When I was that age I had a job, nothing special but enough to pay the bills and give me some satisfaction. The children never had to go to child care, and we always had time to just "hang out" and have fun together. We didn't have many material possessions but we were very happy.

Life is different for our children now - I think they are wonderful but I'd never envy their high-powered lives.

Jeannie59 Sun 20-May-18 13:41:21

Both my DDs emigrated to the US and Australia and I do envy them a little, I am still young enough to do something of the same, ie Spain, but my husband is 78 in sept and I am 62. So no chance for me.

luzdoh Sun 20-May-18 13:49:00

Reading the page above it is clear how varied our experiences are, yet how we share our desire to give a better life to our children than the one we had. There is a strong element of concern about the problems of today's world and how difficult it is for young people to buy a home and raise a family. I agree totally that this is an awful worry and a burden we would never have wished upon our children. My children are old enough to have started married life and families just a few years ahead of the terrible money constrictions, with the exception of University fees.

It is very clear that the hardships either we or our children have suffered are the greatest influence on how we feel in our relationship between the generations. Like Westiegran I am in a wheelchair, I do like her advice. GabriellaG has a family of which she is justifiably proud, I would agree that "It's down to luck" and I agree that money management does help, but my life was dire and I worked and worked and never squandered a penny, yet was married to a man who was simply cruel and kept us in poverty as a means of control. So, sometimes even money is out of your control when you are married. I did obtain a Legal Separation, but that did not really help the children, either way it was not good news.

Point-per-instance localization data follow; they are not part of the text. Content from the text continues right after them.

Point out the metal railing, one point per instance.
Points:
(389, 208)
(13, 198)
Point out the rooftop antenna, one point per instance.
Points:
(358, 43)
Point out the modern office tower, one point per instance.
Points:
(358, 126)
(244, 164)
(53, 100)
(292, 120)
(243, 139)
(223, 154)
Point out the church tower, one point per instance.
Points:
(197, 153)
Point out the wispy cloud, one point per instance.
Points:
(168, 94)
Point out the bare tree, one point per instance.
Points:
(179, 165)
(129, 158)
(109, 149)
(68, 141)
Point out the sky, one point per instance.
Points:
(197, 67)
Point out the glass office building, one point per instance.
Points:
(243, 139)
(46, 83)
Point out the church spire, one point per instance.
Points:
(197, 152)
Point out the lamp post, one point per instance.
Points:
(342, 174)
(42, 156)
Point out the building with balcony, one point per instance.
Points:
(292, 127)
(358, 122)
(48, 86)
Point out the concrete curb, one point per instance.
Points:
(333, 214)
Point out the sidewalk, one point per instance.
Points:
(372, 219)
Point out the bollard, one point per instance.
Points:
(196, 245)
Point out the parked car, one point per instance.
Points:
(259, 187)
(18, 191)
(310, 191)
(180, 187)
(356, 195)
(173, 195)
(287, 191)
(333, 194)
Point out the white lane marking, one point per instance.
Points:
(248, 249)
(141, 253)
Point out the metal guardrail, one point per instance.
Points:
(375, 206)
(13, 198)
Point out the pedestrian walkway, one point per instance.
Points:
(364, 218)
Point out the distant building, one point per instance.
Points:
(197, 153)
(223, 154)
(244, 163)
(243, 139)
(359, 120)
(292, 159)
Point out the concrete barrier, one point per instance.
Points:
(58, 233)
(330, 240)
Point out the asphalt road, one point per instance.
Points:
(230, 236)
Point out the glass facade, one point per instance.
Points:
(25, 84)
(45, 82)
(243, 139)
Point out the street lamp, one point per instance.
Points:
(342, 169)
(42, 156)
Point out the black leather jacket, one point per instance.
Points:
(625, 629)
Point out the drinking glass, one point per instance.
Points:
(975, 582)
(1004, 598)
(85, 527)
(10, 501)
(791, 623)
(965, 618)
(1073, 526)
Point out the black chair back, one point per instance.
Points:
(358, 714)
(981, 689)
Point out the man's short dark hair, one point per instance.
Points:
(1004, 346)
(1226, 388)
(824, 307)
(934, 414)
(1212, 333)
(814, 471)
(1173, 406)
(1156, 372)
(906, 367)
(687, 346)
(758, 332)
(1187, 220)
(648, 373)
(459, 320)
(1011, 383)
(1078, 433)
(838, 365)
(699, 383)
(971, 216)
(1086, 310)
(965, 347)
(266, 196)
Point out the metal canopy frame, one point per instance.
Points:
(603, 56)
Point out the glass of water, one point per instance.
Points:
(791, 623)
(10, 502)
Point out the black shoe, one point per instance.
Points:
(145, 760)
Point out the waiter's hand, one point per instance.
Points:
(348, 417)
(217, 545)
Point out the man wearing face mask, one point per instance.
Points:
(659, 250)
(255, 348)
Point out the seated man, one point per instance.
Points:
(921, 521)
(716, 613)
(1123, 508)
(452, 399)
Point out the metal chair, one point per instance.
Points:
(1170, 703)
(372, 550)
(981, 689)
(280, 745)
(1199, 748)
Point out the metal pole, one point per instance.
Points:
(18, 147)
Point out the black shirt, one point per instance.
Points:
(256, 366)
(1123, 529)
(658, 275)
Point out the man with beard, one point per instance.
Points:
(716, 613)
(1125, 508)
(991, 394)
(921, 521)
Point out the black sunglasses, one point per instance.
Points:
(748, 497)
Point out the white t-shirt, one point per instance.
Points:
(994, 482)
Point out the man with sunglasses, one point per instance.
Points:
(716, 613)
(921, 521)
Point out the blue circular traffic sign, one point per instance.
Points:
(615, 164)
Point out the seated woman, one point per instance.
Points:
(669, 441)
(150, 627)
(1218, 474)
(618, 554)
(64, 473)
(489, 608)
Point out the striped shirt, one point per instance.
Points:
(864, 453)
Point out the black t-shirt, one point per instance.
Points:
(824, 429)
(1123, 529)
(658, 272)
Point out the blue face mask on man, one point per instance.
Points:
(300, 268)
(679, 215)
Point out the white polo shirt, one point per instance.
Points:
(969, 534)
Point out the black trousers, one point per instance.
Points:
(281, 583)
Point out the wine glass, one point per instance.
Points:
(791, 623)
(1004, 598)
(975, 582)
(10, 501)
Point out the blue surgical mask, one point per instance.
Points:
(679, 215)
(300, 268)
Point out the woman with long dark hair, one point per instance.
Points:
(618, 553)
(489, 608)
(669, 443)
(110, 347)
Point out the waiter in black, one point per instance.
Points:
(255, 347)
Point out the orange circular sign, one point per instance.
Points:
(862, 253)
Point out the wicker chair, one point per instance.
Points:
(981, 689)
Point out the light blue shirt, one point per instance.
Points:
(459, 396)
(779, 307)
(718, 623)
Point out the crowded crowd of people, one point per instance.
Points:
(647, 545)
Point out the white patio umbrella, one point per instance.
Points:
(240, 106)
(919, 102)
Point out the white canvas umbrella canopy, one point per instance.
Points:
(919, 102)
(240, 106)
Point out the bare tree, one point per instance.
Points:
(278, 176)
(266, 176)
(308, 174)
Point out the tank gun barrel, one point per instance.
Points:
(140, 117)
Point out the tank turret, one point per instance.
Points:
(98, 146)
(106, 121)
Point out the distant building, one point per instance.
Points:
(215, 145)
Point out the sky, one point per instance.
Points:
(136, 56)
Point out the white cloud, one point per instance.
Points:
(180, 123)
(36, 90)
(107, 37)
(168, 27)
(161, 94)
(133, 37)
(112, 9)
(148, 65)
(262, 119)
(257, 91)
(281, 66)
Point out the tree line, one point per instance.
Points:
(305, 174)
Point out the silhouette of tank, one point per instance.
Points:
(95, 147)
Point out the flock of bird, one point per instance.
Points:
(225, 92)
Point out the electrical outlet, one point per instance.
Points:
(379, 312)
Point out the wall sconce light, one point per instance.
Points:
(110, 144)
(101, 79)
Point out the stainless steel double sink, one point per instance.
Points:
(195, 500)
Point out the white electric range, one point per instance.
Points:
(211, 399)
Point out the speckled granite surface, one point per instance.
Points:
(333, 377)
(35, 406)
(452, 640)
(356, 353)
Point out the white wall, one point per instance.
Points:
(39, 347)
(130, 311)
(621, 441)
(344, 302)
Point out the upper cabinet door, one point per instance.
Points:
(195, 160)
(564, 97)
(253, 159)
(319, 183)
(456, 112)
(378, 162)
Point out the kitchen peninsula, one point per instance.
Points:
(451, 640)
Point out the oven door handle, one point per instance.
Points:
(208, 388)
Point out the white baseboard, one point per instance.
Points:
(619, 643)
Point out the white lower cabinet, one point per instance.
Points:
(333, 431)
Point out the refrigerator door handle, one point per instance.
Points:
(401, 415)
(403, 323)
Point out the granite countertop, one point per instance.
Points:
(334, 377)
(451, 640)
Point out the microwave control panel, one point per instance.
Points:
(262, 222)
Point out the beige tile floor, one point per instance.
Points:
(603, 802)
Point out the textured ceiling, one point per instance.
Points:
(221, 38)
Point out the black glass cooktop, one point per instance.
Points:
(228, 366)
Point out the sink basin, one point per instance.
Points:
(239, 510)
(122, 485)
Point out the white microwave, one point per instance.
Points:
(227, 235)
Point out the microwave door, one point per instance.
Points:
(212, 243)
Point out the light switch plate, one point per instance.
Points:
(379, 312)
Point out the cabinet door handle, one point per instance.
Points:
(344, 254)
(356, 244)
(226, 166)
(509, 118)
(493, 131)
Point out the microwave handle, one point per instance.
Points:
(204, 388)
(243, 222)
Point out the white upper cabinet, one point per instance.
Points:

So when you advise people to take a holiday, or say how good it is to be free of a mortgage and have no debts now you are retired, please remember, not everyone's life has been the same as yours. I have had to try and make some adaptations in my house for my wheelchair, for example. The builder took the money and didn't do the work. But he damaged the house. Trading Standards say I have to take him to court. I have no money to do that. My children do not understand. You see? Life is not the same for us all.

Lilyflower Sun 20-May-18 13:51:25

Some things are better for the younger generation, some worse. They never had the freedom to roam independently at will in the countryside or towns as we did and they are tested to destruction with schoolwork and exams.

However, their opportunities are much wider and life is more multifarious and filled with options than our relatively simple lives were. The internet and social media have opened up a world of choices that did not exist in former times.

I think that the only fly in the oinment for me is that, with all their privileges, the young can be ungrateful and complaining without realising how hard things were as a matter of course for their parents and grandparents. Not all young people complain and not all the time. But still, if anyone needs to 'check their privilege' it isn't the postwar generation.

Marianne1953 Sun 20-May-18 14:23:32

I would never be envious of my children’s lives. I’ve always brought them up to excel and have a varied exciting life. That’s my job done because they have and I’ve everything to be proud of.

Grampie Sun 20-May-18 14:54:55

My wife and I delight in the successes of our children.

Our children are our pride and joy.

Envy sounds like a socialist trait so best lost as soon as.